BERITA
Dokumen Rahasia AS Tragedi 1965, Sukarno dan Soeharto
Dokumen kabel diplomatik Amerika Serikat soal tragedi pasca 1965 di antara berisi upaya menjatuhkan Presiden Sukarno
AUTHOR / Rony Sitanggang
KBR, Jakarta- Lembaga riset
nonpemerintah National Security Archive Amerika Serikat Selasa lalu membuka dokumen
rahasia yang mereka miliki terkait tragedi 65. Dalam laporan Kedutaan Besar Amerika Serikat di Jakarta dari tahun 1964 hingga 1968, nama penguasa orde baru Soeharto (tertulis di dokumen sebagai Suharto) muncul belasan kali. Dari mulai laporan yang menyebutkan keterlibatannya dalam pembunuhan massal sampai pengambil alihan kekuasaan dari Sukarno.

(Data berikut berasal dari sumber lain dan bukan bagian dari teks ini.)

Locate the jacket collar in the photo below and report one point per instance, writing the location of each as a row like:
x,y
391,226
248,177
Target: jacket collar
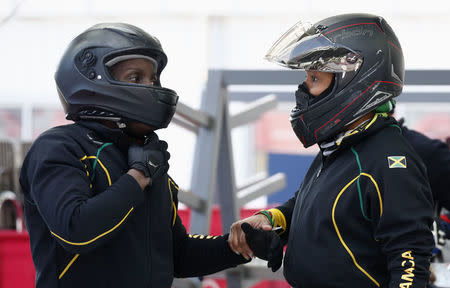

Dalam telegram rahasia bertanggal 12 Oktober 1965 --hanya beberapa hari setelah peristiwa penculikan dan pembunuhan para jenderal angkatan darat pada 30 September 1965-- sudah muncul keinginan untuk menggulingkan Presiden Sukarno. Dalam dokumen itu Duta besar AS untuk Indonesia Marshall Green melaporkan kalau Tentara Indonesia tengah mempertimbangkan mendongkel Sukarno. Green menyebut adanya tentara yang mendekati kedutaan negara-negara barat untuk mendapat dukungan. Tindakan ini dilakukan lantaran tak puas dengan tindakan Sukarno yang menghentikan upaya tentara menyingkirkan PKI yang dituding terlibat dalam gerakan 30 September.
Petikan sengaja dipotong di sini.